Paris, Singapore and London are the top three green buildings cities, according to a recent white paper.
Solidiance, one of the leading Asia Pasific Management Consultancies, have recently published a white paper on the top 10 global cities for green buildings with the purpose to benchmark and openly discuss the green building performance of the leading global cities: Beijing, Dubai, Hong Kong, London, New York, Paris, Shanghai, Singapore, Sydney and Tokyo.
‘Green buildings’ is a concept that is rapidly gaining popularity among architects, designers and constructors, the number of buildings awarded green status is doubling every three years worldwide. Green buildings offer cost-efficiency, durability, energy and water saving solutions and modern cutting-edge design, thus pioneering sustainable urban development.
As the demand for green buildings increases, developers and customers are realizing the business, social and environmental value that green projects are providing.
Globally green building movement is getting momentum. The paper states that in 2009, only 13% of developers responding to a survey said that over 60% of their firms’ construction projects were a ‘green building’. While in 2015, green activity was four times higher, with over 50% of all respondents stating that more than 60% of their firms’ construction activities were ‘green’.
To find out which of the ten global cities are championing green buildings, the cities were assessed in four categories: city-wide green building landscape, buildings efficiency and performance, green building policies and targets, and green city culture and environment.
Paris and Singapore are the top overall leaders with London taking the third place in the ranking.
Paris came as the leader in the green building performance and efficiency category followed Singapore and London, while New York, Dubai, Beijing, and Shanghai came last. The research has confirmed how strong and palpable the green building efforts in Singapore and Paris are, and that the local green building standards are stringent enough to produce tangible results.
In the category that assessed the number of green buildings and the existing certification systems, London did much better coming second to Singapore with Paris taking the third place. These three top cities were identified as advanced in the adoption of new and existing green buildings and experiencing a high level of green building activity.
The assessment of the city-level green initiatives put both Sydney and Hong Kong in a leading position. Both cities set higher than average CO2 reduction targets among the ten global cities. They also have low CO2 emissions and high percentages of waste recycling.
Paris, Singapore, and New York also seem to perform extremely well on the green initiatives by implementing appropriate green solutions for waste and energy efficiencies.
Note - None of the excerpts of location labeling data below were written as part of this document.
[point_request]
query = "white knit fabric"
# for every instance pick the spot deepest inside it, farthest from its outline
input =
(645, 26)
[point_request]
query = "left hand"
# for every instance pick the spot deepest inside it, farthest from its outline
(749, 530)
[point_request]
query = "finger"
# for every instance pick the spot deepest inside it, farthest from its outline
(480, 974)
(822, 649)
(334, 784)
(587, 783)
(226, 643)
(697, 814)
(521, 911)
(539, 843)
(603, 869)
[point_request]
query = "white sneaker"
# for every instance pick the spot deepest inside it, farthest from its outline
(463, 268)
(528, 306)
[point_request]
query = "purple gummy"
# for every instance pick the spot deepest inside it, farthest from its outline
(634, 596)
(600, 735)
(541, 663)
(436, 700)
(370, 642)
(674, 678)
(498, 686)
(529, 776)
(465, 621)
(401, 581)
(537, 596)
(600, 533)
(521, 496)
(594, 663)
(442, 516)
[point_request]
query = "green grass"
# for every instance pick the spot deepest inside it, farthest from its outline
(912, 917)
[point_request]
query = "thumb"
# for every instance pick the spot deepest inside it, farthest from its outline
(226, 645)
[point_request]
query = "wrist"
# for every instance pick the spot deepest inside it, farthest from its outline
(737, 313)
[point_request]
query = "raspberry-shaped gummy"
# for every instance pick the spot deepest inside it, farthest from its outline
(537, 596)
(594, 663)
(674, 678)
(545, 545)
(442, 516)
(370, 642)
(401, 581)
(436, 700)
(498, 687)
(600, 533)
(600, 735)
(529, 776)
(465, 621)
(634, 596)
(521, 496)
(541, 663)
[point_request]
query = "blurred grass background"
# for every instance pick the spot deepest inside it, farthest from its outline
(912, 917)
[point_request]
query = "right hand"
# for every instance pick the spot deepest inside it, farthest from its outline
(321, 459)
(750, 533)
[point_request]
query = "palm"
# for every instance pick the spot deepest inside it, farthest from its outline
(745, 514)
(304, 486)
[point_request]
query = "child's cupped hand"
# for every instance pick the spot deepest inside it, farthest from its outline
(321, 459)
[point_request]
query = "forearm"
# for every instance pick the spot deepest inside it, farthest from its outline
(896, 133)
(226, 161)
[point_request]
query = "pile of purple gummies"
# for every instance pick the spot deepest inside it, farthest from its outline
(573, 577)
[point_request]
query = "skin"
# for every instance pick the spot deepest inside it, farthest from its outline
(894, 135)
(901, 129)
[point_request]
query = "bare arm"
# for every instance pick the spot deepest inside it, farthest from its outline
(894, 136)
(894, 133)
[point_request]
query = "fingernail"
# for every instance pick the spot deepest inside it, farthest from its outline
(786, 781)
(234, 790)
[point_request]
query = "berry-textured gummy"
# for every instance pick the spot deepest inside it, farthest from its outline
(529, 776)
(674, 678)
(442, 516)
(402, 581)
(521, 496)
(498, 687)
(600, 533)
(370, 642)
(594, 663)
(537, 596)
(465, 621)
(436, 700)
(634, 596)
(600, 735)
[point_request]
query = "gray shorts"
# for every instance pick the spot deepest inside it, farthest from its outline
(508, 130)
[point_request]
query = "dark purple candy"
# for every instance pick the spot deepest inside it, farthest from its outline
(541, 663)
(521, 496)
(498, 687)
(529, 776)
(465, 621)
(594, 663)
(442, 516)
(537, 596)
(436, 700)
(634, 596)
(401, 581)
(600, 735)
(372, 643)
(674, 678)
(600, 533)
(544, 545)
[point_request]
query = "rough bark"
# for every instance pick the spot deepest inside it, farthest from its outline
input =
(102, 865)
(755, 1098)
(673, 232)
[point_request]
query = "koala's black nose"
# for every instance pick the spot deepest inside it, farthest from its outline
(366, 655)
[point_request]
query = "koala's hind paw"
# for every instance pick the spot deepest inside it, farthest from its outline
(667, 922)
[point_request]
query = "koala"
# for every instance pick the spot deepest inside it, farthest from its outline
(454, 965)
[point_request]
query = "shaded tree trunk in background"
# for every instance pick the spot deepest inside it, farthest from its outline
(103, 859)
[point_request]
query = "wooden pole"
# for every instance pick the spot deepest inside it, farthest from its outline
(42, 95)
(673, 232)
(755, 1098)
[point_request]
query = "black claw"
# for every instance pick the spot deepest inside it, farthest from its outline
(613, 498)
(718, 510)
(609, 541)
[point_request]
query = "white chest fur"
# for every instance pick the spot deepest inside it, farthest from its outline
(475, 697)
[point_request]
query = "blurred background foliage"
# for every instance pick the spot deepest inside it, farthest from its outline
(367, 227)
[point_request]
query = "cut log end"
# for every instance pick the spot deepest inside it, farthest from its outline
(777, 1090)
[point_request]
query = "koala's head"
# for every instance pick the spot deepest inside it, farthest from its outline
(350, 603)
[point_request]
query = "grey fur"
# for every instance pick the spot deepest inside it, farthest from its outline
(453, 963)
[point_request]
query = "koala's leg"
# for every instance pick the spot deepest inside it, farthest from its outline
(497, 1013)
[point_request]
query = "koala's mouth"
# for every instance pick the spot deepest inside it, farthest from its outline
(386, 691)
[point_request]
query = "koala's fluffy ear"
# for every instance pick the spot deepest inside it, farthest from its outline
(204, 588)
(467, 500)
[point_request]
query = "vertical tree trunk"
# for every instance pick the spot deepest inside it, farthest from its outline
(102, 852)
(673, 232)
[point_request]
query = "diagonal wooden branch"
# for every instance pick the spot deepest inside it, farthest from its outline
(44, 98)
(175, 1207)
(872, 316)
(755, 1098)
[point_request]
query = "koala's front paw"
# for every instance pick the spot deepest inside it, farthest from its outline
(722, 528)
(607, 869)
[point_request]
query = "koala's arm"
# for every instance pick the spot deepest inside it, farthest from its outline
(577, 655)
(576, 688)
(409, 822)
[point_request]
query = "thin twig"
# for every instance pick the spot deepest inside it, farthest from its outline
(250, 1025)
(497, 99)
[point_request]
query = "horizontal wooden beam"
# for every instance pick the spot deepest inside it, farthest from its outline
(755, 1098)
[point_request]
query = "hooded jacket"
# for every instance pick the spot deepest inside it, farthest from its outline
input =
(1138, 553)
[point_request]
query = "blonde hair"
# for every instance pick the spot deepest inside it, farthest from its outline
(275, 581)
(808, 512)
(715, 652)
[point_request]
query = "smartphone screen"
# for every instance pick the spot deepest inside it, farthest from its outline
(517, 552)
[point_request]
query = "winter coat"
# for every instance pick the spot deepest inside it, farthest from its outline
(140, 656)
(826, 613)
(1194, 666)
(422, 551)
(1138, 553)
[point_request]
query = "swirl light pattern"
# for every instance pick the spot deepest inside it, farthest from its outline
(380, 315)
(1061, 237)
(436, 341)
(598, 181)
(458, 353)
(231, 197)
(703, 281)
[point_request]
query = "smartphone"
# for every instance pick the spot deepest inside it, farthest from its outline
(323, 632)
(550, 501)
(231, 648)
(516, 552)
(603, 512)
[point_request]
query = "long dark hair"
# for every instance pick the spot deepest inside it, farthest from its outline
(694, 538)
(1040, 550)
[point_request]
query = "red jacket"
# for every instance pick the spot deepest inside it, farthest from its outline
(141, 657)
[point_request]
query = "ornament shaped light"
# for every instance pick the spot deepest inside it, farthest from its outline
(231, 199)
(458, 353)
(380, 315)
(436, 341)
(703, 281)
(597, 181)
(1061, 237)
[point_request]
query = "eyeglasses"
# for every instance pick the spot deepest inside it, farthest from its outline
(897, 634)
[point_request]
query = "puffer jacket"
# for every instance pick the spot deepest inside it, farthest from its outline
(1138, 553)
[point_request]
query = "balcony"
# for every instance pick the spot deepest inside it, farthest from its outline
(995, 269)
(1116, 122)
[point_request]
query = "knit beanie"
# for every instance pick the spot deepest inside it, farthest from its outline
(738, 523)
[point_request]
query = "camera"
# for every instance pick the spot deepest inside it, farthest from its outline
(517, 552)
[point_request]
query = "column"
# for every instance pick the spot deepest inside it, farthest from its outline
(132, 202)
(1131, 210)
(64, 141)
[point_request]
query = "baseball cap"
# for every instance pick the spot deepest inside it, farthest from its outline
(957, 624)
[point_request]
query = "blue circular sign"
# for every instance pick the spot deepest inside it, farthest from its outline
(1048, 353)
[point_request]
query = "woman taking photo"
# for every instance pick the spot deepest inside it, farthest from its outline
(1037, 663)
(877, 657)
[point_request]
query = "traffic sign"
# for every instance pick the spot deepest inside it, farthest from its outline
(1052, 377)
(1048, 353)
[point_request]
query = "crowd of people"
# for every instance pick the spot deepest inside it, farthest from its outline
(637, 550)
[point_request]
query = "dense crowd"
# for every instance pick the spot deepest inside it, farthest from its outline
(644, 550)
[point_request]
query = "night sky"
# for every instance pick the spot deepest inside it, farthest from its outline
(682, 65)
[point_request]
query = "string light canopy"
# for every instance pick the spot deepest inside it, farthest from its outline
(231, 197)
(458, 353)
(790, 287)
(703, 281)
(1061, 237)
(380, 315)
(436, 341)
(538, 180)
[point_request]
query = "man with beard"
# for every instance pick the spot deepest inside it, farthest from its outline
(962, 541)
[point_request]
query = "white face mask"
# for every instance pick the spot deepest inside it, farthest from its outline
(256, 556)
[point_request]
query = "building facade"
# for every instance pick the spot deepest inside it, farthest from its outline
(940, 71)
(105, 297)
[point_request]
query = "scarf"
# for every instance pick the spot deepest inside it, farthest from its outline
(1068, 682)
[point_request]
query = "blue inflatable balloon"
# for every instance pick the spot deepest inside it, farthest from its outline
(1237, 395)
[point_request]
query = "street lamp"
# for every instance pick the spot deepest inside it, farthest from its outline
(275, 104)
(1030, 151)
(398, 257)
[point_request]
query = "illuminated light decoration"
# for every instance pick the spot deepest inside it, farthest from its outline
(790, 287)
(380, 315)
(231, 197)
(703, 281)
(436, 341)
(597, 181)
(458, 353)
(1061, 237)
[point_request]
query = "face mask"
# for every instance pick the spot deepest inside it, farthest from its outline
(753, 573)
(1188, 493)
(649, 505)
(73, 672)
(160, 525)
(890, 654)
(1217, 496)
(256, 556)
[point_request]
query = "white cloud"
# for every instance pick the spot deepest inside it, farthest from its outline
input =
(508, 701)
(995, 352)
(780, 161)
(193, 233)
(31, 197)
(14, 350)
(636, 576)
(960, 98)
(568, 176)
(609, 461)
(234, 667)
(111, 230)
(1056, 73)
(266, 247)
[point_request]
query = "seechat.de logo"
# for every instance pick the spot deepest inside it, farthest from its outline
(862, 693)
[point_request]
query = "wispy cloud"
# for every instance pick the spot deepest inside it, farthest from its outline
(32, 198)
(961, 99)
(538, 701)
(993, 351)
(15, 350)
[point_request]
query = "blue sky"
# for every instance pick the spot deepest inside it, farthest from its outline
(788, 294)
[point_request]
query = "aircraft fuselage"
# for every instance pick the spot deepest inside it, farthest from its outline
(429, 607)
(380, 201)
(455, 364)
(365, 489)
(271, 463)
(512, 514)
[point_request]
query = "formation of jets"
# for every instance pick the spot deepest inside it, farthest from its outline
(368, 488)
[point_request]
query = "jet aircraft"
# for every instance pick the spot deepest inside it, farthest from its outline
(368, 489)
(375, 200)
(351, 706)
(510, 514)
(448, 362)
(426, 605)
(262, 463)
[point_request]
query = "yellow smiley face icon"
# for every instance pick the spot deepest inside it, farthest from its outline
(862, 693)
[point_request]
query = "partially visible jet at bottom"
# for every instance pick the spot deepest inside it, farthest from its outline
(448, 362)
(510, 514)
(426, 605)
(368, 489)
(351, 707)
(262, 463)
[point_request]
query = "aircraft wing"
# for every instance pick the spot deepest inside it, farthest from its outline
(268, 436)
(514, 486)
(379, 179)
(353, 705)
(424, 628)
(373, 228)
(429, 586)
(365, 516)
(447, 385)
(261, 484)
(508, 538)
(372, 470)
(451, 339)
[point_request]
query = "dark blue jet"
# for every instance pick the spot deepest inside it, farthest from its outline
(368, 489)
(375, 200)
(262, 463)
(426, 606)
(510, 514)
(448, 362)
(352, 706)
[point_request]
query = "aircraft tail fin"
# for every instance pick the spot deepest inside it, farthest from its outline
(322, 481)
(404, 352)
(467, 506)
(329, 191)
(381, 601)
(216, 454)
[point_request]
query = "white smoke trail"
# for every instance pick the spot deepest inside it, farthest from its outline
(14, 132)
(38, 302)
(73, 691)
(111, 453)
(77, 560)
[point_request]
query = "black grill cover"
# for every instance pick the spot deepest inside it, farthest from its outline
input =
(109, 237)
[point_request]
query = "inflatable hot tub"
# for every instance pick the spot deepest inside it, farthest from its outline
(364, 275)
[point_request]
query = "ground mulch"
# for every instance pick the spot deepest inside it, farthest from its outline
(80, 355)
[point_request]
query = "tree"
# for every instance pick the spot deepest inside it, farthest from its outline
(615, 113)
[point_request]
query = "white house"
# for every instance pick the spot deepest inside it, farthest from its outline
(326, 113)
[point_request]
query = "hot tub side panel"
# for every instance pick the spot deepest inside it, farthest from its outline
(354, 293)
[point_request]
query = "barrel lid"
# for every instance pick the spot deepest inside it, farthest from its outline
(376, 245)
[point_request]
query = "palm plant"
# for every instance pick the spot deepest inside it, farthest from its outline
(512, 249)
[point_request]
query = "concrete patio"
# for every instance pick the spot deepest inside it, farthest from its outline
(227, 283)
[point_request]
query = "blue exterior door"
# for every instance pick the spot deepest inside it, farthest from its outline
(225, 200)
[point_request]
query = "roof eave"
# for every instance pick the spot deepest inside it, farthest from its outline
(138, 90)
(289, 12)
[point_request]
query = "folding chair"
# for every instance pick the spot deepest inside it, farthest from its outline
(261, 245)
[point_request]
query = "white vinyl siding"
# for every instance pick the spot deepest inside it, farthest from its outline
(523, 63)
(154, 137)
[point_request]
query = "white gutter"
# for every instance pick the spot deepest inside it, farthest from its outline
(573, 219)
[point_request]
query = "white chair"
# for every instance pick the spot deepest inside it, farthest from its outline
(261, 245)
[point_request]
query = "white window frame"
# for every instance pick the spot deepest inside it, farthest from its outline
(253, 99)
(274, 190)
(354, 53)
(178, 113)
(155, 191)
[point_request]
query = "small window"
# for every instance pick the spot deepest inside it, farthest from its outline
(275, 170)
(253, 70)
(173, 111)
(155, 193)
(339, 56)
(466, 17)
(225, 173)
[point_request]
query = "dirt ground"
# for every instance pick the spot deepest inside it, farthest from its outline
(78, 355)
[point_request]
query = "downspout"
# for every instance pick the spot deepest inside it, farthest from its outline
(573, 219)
In the category of the city-wide green buildings landscape London was a triumphant winner outperforming Sydney, Paris and Singapore. This is primarily due to London’s high scores for both the absolute number of green buildings and the green buildings as a percentage of the total number of buildings. If London hadn’t scored this high in the green buildings landscape category it would have lost its third place in overall rankings to Sydney.
Sydney ranked first on green building culture and environment and managed to rank second on green building efficiency and performance. Sydney also emits the least CO2, recycles the most waste (as a percentage of total waste-to-landfill), and consumes more renewable energy than the vast majority of the other cities (with the exception of New York). It just does not have a great number of green buildings on its skyline.
“All three cities – London, Paris, Singapore – are clearly advanced in the field of green buildings in terms of standards and actual certified buildings and landmarks. They also have a long history of urban planning, research, regulations and frameworks, which make them examples for other cities in the world.”
Saeed Al Abbar, Chairman of Emirates Green Building Council, United Arab Emirates
The areas for London to focus on are energy consumption which is significantly higher than Paris (101,228 gigawatts and 15,050 gigawatts), renewables and carbon dioxide emissions reduction.
The research has shown that many cities across the world are putting a lot of effort to turn their built stock green. Many good practices have been implemented for other cities to learn from.
The paper concludes that in the green building race, the end-result and big picture of living in sustainable, efficient and low-consumption cities are more important than how many buildings can be labelled as ‘green’.